There are people on this campus who feel the lacrosse team was sanctioned too heavily for wearing what they see as just costumes during Cracksgiving. I have heard from students, with backgrounds dissimilar from my own, that Cracksgiving was not as big a deal as we make it out to be. Moreover, they argue that the administration had no right to move the lacrosse team from their off-campus housing over a non-issue. All of this is in the past, but there are still frustrations in the present day. Is our liberal arts education really teaching students to understand cultural appropriation?
I think Cracksgiving was inappropriate because it belittled the experiences of Native Americans. The BSG President at the time was rumored to have dressed up as the literal Trail of Tears, the forced removal of Native Americans from their ancestral homelands that saw 15,000 natives perish. I think wearing their culture as a costume denies them their humanity because they were people, not props. Moreover, it trivializes the white supremacy that relocated and annihilated Native Americans in our country. You have no right to represent them unless you share their identity.

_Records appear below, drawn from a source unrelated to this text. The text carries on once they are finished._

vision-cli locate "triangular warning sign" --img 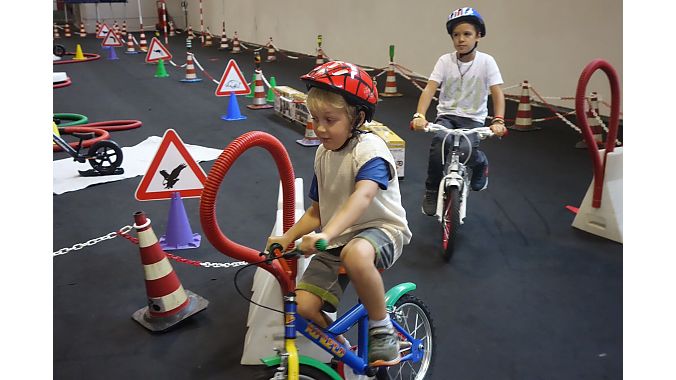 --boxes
[146,37,172,63]
[96,23,110,38]
[135,129,207,201]
[101,29,122,47]
[216,59,251,96]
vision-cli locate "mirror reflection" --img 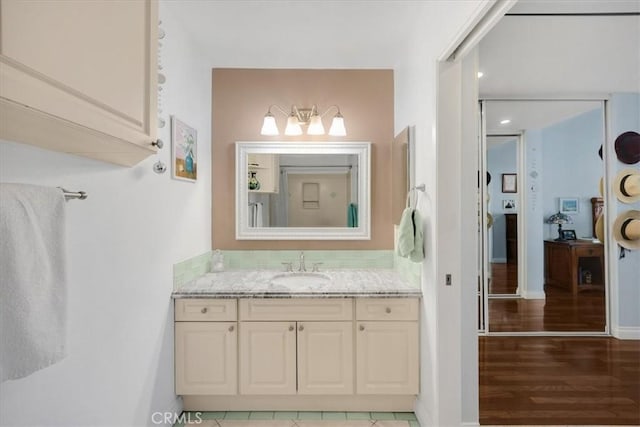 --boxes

I am obviously against cultural appropriation, but I recognize that this is not yet a shared value on campus. For it to be, however, I need to hear from people who disagree with me. The students of this liberal arts college are not entirely liberal in ideology, and we should acknowledge that in our conversation around cultural appropriation.
It is my worry that the current climate silences those voices who disagree with the mainstream culture. There is an argument that public shame will eliminate hate, but I think it is only displaced this way. And so by forcefully condemning cultural appropriation, we hide away from the hate rather than truly confront it.
Zabala’s research shows that Cracksgiving, the Gangster Party and the Tequila Party were not isolated incidents but rather parts of a pattern. We will see another Gangster Party—Colby just had one last weekend. It is my hope, however, that we create meaningful reform before someone appropriates my culture rather than after it. We need to publicly acknowledge our past and welcome all voices for a reconciliation. Put the history of Cracksgiving right next to the diversity photos on our website. Tell prospective students what really happens here at night, and let’s change our educatory process around cultural appropriation to call people in rather than call them out. Maybe then we will move past surface-level change.